Friends described Foley as fair, curious and impressively even-tempered.
"Everybody, everywhere, takes a liking to Jim as soon as they meet him," journalist Clare Morgana Gillis wrote in a blog post about him in May 2013, six months after he disappeared in Syria.
"Men like him for his good humor and tendency to address everyone as 'bro' or 'homie' or 'dude' after the first handshake. Women like him for his broad smile, broad shoulders, and because, well, women just like him."
The video of Foley was released as ISIS is being targeted by American airstrikes ordered by Obama.
"I think they may have been surprised and are doing the best they can to retaliate," former CIA director R. James Woolsey, Jr. told CNN.
Foley's killing recalled the murder of Daniel Pearl, The Wall Street Journal correspondent who was kidnapped while reporting in Pakistan in January 2002. His murder was captured on video and posted on line by al Qaeda.

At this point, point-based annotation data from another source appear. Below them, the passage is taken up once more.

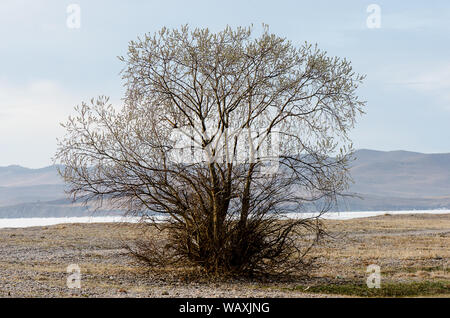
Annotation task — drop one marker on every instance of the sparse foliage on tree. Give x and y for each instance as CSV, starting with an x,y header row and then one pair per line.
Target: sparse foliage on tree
x,y
223,133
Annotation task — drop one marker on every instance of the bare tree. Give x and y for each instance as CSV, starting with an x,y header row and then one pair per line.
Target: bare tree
x,y
263,127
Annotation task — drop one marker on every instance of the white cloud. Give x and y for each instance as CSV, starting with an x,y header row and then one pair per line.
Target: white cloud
x,y
29,121
430,79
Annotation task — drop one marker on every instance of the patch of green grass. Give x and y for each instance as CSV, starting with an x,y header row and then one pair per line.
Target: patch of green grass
x,y
426,288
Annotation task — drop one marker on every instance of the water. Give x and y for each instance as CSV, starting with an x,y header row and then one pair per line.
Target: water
x,y
28,222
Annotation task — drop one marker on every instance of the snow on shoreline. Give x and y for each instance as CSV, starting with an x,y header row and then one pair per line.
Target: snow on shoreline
x,y
29,222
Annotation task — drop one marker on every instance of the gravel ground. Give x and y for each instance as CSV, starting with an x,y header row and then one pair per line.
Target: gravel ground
x,y
33,263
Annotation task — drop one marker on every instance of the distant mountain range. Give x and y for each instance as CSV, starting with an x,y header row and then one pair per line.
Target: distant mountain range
x,y
393,180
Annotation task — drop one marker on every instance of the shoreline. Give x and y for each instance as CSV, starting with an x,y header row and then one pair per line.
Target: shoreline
x,y
48,221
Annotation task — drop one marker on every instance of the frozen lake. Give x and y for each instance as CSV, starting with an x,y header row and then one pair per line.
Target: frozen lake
x,y
28,222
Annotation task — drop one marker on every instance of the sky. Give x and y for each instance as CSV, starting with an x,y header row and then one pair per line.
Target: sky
x,y
50,61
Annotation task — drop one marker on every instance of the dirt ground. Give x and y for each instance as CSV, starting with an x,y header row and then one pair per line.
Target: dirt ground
x,y
411,250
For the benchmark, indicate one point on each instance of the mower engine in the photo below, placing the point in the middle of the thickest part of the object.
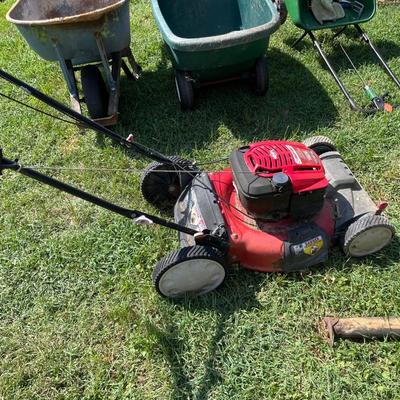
(282, 205)
(275, 180)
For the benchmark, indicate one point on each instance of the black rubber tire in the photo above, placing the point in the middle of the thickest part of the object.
(320, 144)
(162, 189)
(95, 91)
(261, 77)
(187, 254)
(184, 89)
(282, 10)
(361, 226)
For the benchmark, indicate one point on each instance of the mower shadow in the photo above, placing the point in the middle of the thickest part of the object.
(295, 102)
(224, 304)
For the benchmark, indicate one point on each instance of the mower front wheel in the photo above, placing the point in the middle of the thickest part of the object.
(367, 235)
(194, 270)
(320, 144)
(162, 183)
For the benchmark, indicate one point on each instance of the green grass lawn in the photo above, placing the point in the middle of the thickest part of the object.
(79, 318)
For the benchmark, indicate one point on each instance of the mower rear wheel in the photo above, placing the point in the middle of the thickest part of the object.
(95, 91)
(367, 235)
(184, 90)
(194, 270)
(261, 76)
(320, 144)
(161, 183)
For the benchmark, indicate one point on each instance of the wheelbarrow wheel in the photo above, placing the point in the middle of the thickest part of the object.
(320, 144)
(194, 271)
(184, 89)
(261, 77)
(368, 235)
(162, 183)
(95, 91)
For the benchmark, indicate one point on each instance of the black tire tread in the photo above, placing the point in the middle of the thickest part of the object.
(362, 225)
(183, 254)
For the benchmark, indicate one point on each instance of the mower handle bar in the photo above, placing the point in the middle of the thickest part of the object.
(125, 212)
(139, 148)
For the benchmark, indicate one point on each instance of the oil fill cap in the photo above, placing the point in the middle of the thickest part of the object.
(280, 180)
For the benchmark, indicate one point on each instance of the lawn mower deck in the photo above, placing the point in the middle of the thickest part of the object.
(307, 201)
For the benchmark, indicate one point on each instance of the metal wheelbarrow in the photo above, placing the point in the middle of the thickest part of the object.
(82, 36)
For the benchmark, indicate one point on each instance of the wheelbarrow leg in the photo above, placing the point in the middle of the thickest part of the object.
(111, 80)
(317, 45)
(116, 75)
(69, 76)
(386, 67)
(136, 68)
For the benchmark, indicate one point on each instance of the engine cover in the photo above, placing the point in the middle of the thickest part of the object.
(275, 179)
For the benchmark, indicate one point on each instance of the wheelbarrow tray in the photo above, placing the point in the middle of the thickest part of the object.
(302, 16)
(215, 39)
(52, 26)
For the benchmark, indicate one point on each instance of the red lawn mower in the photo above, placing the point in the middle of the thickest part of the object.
(278, 208)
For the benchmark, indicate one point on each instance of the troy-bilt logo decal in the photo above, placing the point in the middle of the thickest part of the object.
(296, 157)
(196, 219)
(310, 247)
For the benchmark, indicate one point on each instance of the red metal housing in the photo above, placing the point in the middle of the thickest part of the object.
(259, 245)
(296, 160)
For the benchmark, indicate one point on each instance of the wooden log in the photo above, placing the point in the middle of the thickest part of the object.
(358, 328)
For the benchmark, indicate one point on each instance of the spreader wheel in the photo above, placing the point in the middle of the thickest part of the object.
(184, 89)
(162, 183)
(194, 270)
(282, 10)
(320, 144)
(367, 235)
(95, 91)
(261, 82)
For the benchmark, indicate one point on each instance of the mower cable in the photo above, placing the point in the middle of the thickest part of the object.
(38, 110)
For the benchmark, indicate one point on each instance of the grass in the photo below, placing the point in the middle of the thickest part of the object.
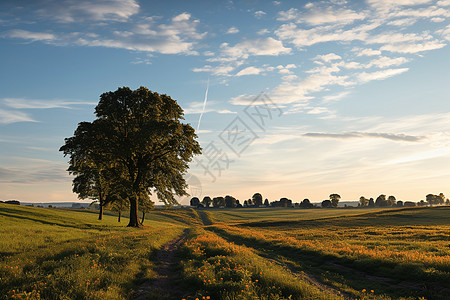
(229, 254)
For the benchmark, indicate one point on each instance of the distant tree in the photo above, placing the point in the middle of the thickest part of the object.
(14, 202)
(391, 201)
(441, 198)
(257, 199)
(146, 204)
(195, 202)
(230, 201)
(306, 204)
(326, 204)
(285, 202)
(381, 201)
(363, 201)
(334, 198)
(431, 199)
(119, 205)
(206, 201)
(421, 203)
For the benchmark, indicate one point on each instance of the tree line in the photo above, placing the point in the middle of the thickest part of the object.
(332, 202)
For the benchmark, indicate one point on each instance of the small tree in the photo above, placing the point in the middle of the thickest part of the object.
(335, 199)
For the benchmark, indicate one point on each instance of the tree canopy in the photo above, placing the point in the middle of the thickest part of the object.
(138, 139)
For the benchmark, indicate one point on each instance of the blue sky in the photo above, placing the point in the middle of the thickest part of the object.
(304, 98)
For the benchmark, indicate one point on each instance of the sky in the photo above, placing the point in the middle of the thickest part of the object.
(291, 99)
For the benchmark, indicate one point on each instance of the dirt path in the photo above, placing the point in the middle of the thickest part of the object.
(163, 287)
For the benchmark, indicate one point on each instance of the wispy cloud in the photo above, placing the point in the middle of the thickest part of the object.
(13, 116)
(178, 36)
(102, 10)
(30, 36)
(232, 30)
(352, 135)
(250, 71)
(22, 103)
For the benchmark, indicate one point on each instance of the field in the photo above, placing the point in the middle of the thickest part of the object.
(226, 254)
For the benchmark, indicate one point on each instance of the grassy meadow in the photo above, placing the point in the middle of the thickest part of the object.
(48, 253)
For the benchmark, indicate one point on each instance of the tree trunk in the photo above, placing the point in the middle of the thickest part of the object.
(134, 219)
(100, 213)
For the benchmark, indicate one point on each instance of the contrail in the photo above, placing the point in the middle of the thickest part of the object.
(204, 105)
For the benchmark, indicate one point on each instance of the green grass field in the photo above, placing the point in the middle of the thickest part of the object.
(228, 254)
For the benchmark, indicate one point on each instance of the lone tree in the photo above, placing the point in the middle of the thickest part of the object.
(363, 201)
(142, 142)
(206, 201)
(90, 164)
(257, 199)
(334, 198)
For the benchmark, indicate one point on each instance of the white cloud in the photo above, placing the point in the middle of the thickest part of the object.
(327, 57)
(414, 48)
(445, 33)
(32, 36)
(22, 103)
(317, 15)
(9, 117)
(336, 97)
(390, 4)
(384, 61)
(366, 52)
(217, 70)
(262, 46)
(232, 30)
(177, 37)
(380, 75)
(402, 22)
(259, 14)
(101, 10)
(249, 71)
(197, 108)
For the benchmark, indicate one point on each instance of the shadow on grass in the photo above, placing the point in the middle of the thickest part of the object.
(395, 279)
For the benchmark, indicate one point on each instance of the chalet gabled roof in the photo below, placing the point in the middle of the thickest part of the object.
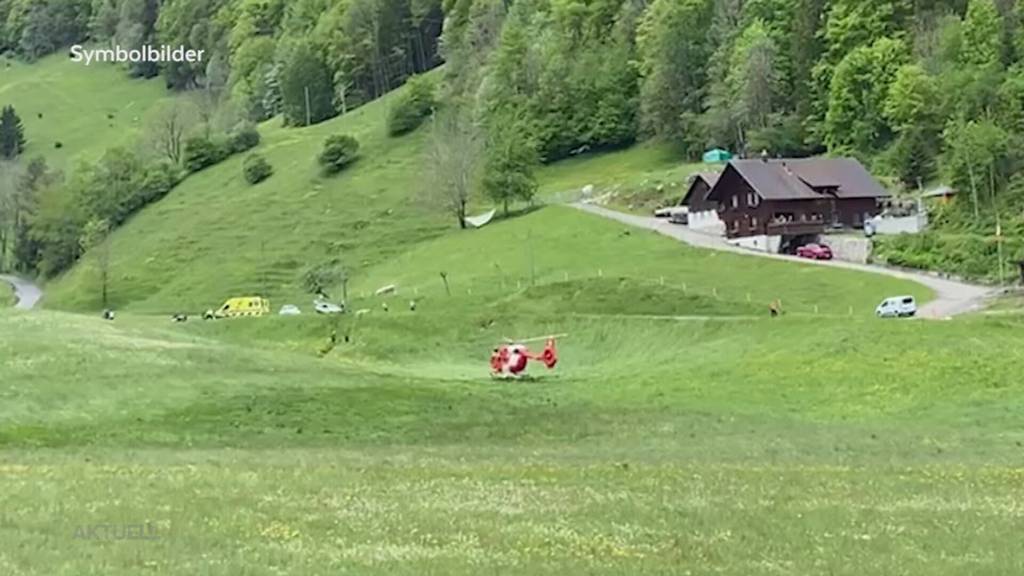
(808, 178)
(711, 178)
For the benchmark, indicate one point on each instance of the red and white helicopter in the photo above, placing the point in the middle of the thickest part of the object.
(510, 359)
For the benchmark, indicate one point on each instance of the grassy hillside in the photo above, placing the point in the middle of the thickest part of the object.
(655, 444)
(86, 109)
(558, 244)
(215, 236)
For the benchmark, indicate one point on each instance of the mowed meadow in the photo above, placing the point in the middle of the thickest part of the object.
(683, 430)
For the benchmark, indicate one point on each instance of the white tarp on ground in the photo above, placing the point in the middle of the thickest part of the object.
(481, 220)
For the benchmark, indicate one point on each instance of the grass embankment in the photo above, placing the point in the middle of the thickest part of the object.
(7, 297)
(87, 110)
(656, 447)
(637, 179)
(215, 236)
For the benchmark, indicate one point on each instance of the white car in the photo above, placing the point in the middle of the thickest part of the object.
(323, 306)
(898, 306)
(676, 214)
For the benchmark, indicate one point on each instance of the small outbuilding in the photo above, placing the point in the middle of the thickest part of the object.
(717, 156)
(942, 194)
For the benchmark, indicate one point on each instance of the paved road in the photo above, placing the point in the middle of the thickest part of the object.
(951, 297)
(26, 292)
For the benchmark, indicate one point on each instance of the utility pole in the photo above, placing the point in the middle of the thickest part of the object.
(262, 259)
(532, 266)
(998, 223)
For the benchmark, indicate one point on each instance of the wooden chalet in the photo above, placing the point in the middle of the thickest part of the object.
(791, 198)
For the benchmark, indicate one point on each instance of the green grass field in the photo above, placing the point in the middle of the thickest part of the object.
(86, 109)
(6, 295)
(683, 430)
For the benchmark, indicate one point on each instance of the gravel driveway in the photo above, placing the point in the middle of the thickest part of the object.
(951, 297)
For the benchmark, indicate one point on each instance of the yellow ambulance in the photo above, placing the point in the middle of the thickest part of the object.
(242, 306)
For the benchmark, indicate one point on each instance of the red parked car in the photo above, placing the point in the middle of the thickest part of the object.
(814, 252)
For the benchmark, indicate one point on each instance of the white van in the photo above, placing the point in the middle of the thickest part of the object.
(898, 306)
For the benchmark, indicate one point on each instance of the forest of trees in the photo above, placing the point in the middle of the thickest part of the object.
(920, 90)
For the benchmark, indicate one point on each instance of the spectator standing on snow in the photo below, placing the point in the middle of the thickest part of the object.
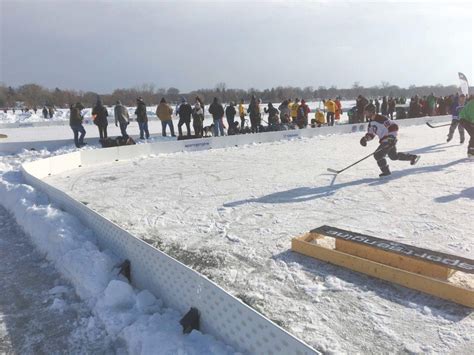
(100, 114)
(165, 114)
(431, 101)
(338, 109)
(387, 131)
(361, 102)
(294, 109)
(455, 120)
(198, 118)
(391, 107)
(75, 122)
(230, 113)
(242, 113)
(121, 118)
(217, 112)
(254, 114)
(331, 111)
(184, 111)
(384, 106)
(272, 114)
(51, 111)
(284, 112)
(302, 115)
(142, 119)
(466, 117)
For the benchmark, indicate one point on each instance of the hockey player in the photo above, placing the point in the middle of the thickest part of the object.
(467, 121)
(457, 107)
(386, 130)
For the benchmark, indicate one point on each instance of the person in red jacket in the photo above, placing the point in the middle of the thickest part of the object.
(387, 131)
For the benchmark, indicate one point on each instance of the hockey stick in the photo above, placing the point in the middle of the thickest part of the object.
(357, 162)
(443, 125)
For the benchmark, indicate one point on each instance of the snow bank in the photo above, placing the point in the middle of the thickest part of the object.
(136, 317)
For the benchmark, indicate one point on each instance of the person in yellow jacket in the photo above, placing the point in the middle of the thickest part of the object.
(242, 113)
(331, 111)
(164, 112)
(294, 109)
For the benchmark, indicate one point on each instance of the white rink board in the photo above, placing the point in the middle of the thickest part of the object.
(178, 286)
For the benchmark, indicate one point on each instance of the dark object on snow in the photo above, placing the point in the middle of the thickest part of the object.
(190, 321)
(125, 270)
(192, 136)
(116, 142)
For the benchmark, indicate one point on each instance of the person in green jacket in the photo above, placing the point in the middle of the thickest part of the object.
(466, 117)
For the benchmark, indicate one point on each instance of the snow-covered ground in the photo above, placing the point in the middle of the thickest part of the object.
(231, 214)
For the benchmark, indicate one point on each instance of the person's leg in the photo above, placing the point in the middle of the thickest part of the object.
(170, 123)
(123, 130)
(76, 135)
(461, 134)
(180, 123)
(188, 127)
(379, 156)
(163, 128)
(452, 128)
(145, 128)
(83, 134)
(469, 127)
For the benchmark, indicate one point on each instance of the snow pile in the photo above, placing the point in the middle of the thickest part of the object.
(136, 317)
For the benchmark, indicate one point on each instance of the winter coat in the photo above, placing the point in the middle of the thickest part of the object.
(319, 116)
(141, 112)
(242, 112)
(75, 117)
(164, 111)
(254, 110)
(294, 110)
(185, 110)
(100, 113)
(216, 110)
(230, 112)
(121, 114)
(330, 106)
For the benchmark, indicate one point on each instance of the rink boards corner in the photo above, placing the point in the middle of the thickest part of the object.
(442, 275)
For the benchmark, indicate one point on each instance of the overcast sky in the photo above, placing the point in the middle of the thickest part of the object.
(103, 45)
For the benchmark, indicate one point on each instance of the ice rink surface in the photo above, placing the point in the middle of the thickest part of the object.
(231, 213)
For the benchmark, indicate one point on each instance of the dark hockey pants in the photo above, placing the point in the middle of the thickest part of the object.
(452, 129)
(391, 150)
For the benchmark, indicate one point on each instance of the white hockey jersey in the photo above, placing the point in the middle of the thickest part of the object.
(382, 127)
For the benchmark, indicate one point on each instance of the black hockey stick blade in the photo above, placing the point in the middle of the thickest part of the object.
(443, 125)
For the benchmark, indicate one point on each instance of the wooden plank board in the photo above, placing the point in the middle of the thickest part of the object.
(432, 286)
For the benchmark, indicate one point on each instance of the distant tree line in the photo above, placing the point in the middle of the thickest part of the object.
(33, 95)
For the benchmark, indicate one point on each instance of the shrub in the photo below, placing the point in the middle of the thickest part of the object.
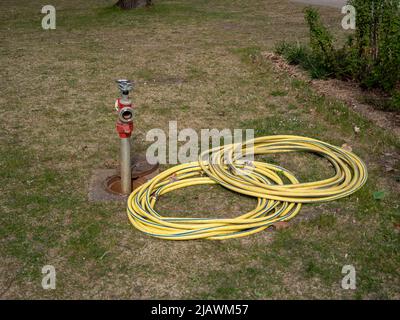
(371, 56)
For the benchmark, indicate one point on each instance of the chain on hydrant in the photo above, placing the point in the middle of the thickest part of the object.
(124, 126)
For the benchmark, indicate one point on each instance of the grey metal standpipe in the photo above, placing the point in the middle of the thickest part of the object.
(125, 128)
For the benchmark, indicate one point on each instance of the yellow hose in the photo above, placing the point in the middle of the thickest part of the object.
(280, 195)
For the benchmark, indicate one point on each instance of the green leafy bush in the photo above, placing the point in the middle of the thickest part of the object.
(370, 56)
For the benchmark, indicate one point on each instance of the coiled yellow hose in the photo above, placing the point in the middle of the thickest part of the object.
(280, 195)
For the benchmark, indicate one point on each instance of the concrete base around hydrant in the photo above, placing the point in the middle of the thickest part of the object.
(105, 184)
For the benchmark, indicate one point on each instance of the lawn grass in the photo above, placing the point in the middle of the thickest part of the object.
(200, 63)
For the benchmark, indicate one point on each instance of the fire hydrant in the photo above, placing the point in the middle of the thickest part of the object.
(124, 127)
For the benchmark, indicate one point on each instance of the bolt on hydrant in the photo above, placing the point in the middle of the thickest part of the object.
(124, 126)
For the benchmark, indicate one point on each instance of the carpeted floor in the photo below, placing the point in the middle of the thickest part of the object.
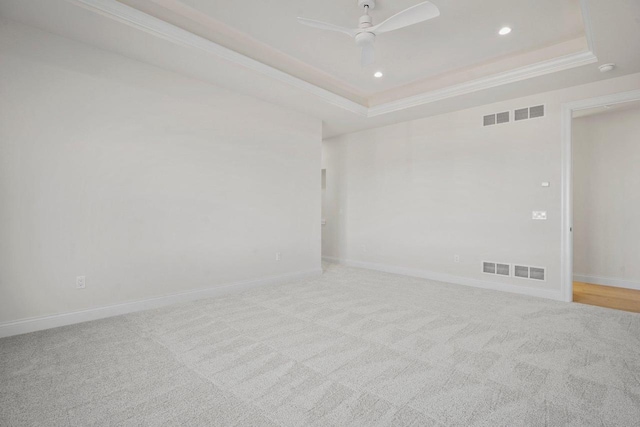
(353, 347)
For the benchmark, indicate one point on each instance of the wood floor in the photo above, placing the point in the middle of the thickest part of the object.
(607, 296)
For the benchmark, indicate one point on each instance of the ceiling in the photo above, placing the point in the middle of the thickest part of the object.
(464, 36)
(455, 61)
(607, 109)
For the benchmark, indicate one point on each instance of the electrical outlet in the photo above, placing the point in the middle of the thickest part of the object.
(539, 215)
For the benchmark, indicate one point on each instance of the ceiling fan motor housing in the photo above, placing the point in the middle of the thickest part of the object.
(365, 38)
(370, 3)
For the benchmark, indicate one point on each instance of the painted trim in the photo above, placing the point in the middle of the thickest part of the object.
(607, 281)
(33, 324)
(157, 27)
(140, 20)
(523, 73)
(448, 278)
(566, 207)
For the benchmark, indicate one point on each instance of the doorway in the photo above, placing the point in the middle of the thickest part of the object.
(600, 207)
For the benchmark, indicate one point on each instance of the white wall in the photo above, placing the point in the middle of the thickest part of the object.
(606, 197)
(146, 182)
(410, 196)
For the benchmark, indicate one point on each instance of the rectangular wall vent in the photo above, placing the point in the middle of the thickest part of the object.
(489, 120)
(536, 273)
(521, 271)
(502, 117)
(537, 111)
(489, 267)
(533, 273)
(521, 114)
(503, 269)
(497, 268)
(528, 113)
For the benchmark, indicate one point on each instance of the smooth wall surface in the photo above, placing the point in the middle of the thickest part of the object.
(144, 181)
(606, 196)
(414, 195)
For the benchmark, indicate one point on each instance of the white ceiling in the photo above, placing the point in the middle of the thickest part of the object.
(465, 34)
(607, 109)
(481, 67)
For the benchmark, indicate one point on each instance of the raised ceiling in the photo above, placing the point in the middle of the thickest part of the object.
(236, 44)
(464, 39)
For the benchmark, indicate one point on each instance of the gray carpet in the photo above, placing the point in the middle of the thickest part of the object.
(353, 347)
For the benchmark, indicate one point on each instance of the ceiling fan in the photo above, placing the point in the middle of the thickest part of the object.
(366, 32)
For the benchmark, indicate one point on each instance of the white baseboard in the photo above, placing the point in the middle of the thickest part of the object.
(33, 324)
(607, 281)
(448, 278)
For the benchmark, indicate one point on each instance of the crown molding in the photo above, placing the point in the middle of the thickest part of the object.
(523, 73)
(157, 27)
(140, 20)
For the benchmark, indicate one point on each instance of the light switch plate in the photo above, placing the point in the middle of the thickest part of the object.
(539, 215)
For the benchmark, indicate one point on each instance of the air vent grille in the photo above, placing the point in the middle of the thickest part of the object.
(503, 269)
(521, 271)
(533, 273)
(521, 114)
(500, 269)
(489, 120)
(502, 117)
(537, 111)
(536, 273)
(489, 267)
(528, 113)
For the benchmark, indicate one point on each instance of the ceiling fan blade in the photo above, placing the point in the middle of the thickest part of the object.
(367, 55)
(413, 15)
(326, 26)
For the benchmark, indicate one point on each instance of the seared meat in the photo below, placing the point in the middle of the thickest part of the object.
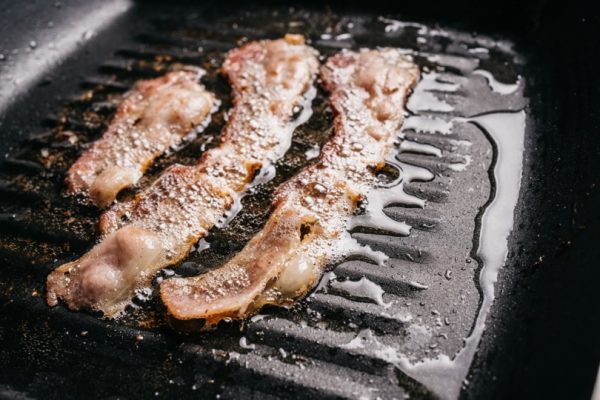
(311, 211)
(154, 116)
(160, 225)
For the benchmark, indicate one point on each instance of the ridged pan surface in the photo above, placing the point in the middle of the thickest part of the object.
(354, 336)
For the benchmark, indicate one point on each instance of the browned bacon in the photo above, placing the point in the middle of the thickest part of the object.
(311, 211)
(155, 115)
(160, 225)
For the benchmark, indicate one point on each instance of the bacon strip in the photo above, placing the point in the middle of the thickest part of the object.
(311, 211)
(155, 115)
(160, 225)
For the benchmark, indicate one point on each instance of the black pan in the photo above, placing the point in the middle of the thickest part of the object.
(542, 333)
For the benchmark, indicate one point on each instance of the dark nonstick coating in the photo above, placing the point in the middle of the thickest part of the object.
(543, 335)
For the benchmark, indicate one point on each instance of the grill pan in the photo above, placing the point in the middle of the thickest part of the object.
(543, 317)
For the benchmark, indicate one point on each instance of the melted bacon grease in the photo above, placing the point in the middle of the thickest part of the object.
(312, 212)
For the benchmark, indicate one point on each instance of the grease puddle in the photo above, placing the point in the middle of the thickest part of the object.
(443, 375)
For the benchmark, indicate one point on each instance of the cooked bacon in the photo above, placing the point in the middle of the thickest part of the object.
(155, 115)
(311, 211)
(161, 224)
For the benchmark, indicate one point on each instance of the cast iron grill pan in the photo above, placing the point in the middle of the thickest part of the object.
(431, 275)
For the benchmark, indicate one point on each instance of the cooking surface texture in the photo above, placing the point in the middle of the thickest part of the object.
(386, 322)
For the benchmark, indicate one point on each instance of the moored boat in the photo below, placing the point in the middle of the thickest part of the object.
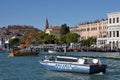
(52, 51)
(73, 64)
(20, 52)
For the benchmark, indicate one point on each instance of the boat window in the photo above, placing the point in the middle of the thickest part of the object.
(67, 60)
(88, 61)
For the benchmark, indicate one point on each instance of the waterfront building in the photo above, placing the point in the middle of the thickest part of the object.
(52, 30)
(113, 37)
(97, 28)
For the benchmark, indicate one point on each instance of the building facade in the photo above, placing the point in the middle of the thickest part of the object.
(96, 29)
(113, 37)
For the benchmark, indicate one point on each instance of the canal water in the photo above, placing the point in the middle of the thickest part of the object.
(29, 68)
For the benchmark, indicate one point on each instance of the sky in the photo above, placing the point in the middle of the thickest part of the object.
(58, 12)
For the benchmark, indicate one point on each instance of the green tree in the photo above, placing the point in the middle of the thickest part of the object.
(64, 29)
(89, 41)
(49, 39)
(62, 39)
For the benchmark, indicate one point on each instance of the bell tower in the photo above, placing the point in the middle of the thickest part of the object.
(46, 24)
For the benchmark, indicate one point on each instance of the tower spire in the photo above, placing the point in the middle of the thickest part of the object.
(46, 24)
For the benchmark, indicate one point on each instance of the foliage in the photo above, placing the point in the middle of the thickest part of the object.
(49, 39)
(89, 41)
(64, 29)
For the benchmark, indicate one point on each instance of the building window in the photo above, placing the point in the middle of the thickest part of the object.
(117, 33)
(110, 33)
(113, 20)
(117, 19)
(110, 20)
(113, 33)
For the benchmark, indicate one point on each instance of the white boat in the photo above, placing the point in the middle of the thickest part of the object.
(52, 51)
(73, 64)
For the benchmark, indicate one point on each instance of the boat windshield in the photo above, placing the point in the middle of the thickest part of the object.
(67, 60)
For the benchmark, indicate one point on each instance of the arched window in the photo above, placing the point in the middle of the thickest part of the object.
(110, 21)
(117, 19)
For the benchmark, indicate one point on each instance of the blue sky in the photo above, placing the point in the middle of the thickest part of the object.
(58, 12)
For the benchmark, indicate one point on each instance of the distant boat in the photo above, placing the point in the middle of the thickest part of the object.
(73, 64)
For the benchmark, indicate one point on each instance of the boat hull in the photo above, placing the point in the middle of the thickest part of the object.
(19, 53)
(81, 68)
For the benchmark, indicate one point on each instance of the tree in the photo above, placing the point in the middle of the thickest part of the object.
(72, 37)
(89, 41)
(64, 29)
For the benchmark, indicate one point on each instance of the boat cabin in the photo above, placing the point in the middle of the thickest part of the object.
(74, 60)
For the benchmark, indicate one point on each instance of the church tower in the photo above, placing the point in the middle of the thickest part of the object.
(46, 24)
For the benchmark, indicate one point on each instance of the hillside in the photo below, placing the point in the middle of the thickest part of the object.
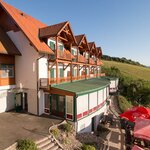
(136, 72)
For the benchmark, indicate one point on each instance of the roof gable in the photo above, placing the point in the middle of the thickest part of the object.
(82, 42)
(62, 30)
(28, 25)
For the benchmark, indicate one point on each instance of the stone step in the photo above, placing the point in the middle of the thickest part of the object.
(48, 146)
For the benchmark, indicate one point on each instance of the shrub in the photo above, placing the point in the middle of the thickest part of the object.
(26, 144)
(88, 147)
(55, 132)
(66, 127)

It also harkened to the videotaped beheadings of Americans Nicholas Berg, Eugene Armstrong and Jack Hensley carried out by al Qaeda during the height of the Iraq War.
Pentagon Press Secretary Rear Adm. John Kirby released the following statement late Wednesday afternoon:
"The United States attempted a rescue operation recently to free a number of American hostages held in Syria by the Islamic State of Iraq and the Levant (ISIL). This operation involved air and ground components and was focused on a particular captor network within ISIL. Unfortunately, the mission was not successful because the hostages were not present at the targeted location.
"As we have said repeatedly, the United States government is committed to the safety and well-being of its citizens, particularly those suffering in captivity. In this case, we put the best of the United States military in harms' way to try and bring our citizens home.
"The United States government uses the full breadth of our military, intelligence and diplomatic capabilities to bring people home whenever we can. The United States will not tolerate the abduction of our people, and will work tirelessly to secure the safety of our citizens and to hold their captors accountable."